NBC must be nuts. Why else would the network take its most promising show — Frasier, starring Kelsey Grammer — yank it out of its Thursday-night post-Seinfeld slot, and move it to Tuesdays, opposite ABC’s Roseanne, the 400-pound gorilla of the airwaves. (No offense, Rosey.)
Crazy, right? Maybe not. While NBC executives have committed some doozies in the past (think David Letterman), an Entertainment Weekly poll* hints that the good doctor might be just the man to bump off Roseanne. When asked which show they’d watch this fall:
*34 percent picked Frasier;
*nearly 30 percent chose Roseanne;
*and 33 percent, a surprisingly large number, voted for neither show.
Could this be the first chink in the Arnold armor? There have been rumblings that Roseanne and Tom Arnold’s offscreen squabbles are alienating even devoted fans. “People can’t believe what’s going on in her life,” says Grammer’s agent Michael Livingston. “I feel that’s why NBC decided now is the time to strike.” But so far the real-life soap opera has had little bearing on the sitcom. In the same EW poll, a whopping 87 percent said the comedian’s “personal upheavals” would have no effect on their decision to watch the show.
Though Roseanne has routinely demolished its competition (most recent victim: The John Larroquette Show), it has shown signs of slipping. The program finished the season in fourth place, down from second place in 1992-93, and will head into its seventh season this fall. “As shows age, somebody sneaks in and hurts them,” says a former ABC exec. Remember how The Simpsons chipped away at Cosby? Moreover, the biggest trend among the networks this year is their willingness to take each other on. Making its end run against CBS, Fox lured away the NFL as well as eight of the network’s big affiliates, and is also planning to put The Simpsons head-to-head with the Sunday-night favorite Murder, She Wrote.
The Frasier move has caused some trauma, starting with Grammer.
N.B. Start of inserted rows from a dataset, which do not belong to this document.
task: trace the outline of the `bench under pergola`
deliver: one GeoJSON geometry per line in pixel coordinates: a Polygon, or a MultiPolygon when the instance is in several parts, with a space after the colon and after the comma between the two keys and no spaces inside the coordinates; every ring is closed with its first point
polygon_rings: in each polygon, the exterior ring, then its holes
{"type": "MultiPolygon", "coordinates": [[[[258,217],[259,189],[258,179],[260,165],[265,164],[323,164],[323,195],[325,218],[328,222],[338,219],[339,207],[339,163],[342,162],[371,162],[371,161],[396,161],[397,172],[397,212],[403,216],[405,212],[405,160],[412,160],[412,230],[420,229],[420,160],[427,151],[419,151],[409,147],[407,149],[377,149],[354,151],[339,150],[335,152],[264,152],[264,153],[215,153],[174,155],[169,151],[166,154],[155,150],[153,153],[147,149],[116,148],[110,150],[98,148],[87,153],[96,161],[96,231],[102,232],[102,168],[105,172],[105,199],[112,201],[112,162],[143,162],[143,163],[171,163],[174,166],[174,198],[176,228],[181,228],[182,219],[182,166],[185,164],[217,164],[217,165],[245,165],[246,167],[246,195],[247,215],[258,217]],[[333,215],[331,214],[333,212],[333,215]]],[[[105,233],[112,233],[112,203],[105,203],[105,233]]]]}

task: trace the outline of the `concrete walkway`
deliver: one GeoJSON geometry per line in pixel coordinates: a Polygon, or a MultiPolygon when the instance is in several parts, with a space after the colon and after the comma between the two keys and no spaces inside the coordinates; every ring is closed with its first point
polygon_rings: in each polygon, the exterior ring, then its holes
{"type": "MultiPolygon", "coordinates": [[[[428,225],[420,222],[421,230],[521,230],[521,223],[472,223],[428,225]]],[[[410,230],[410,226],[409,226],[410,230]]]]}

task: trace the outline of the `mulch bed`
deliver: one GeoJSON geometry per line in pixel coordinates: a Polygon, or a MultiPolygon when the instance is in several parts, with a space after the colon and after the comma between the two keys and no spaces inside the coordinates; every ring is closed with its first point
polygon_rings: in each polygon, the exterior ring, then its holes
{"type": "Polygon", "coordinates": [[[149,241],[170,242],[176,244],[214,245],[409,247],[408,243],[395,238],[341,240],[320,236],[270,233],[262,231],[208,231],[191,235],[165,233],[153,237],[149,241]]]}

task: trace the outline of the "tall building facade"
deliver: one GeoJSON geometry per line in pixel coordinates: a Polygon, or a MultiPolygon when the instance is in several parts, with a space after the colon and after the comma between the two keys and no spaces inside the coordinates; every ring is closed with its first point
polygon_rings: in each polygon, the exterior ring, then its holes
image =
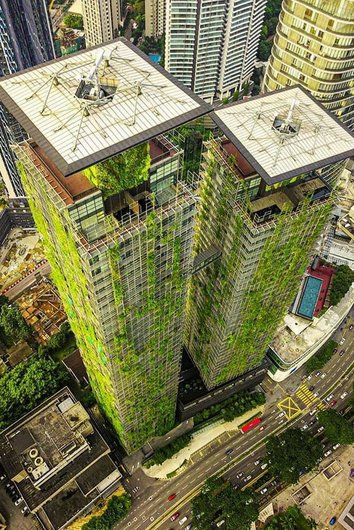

NBC’s decision, says Livingston, came as “a complete surprise” to Grammer. “He’s still angry about it,” says the agent. “[NBC] wanted him to fly to New York, to be there when they announced the change to advertisers, and he wouldn’t go.” Executives at Paramount Television, which produces Frasier, were said to oppose the new time slot but would not comment. NBC’s programming chief, Don Ohlmeyer, did not return phone calls. Says a source close to the show: “We’re totally up for the challenge. We feel Frasier is so strong that it wouldn’t matter where it was on the schedule.”
Not that there’s fear and trembling in Lanford now that Dr. Crane is moving in. “We’re not getting concerned about it,” sniffs Fran Preston, creative-services director at the ABC-owned WLS-TV, Chicago. “Roseanne beats the competition every week.”
Of course, there is a safety net. NBC, says a source, has pledged to move Frasier back to Thursday should Roseanne bludgeon it. Meanwhile, there are rumors that ABC may switch Home Improvement and Roseanne to ensure a hasty retreat for Frasier. Clearly, they have not yet begun to fight.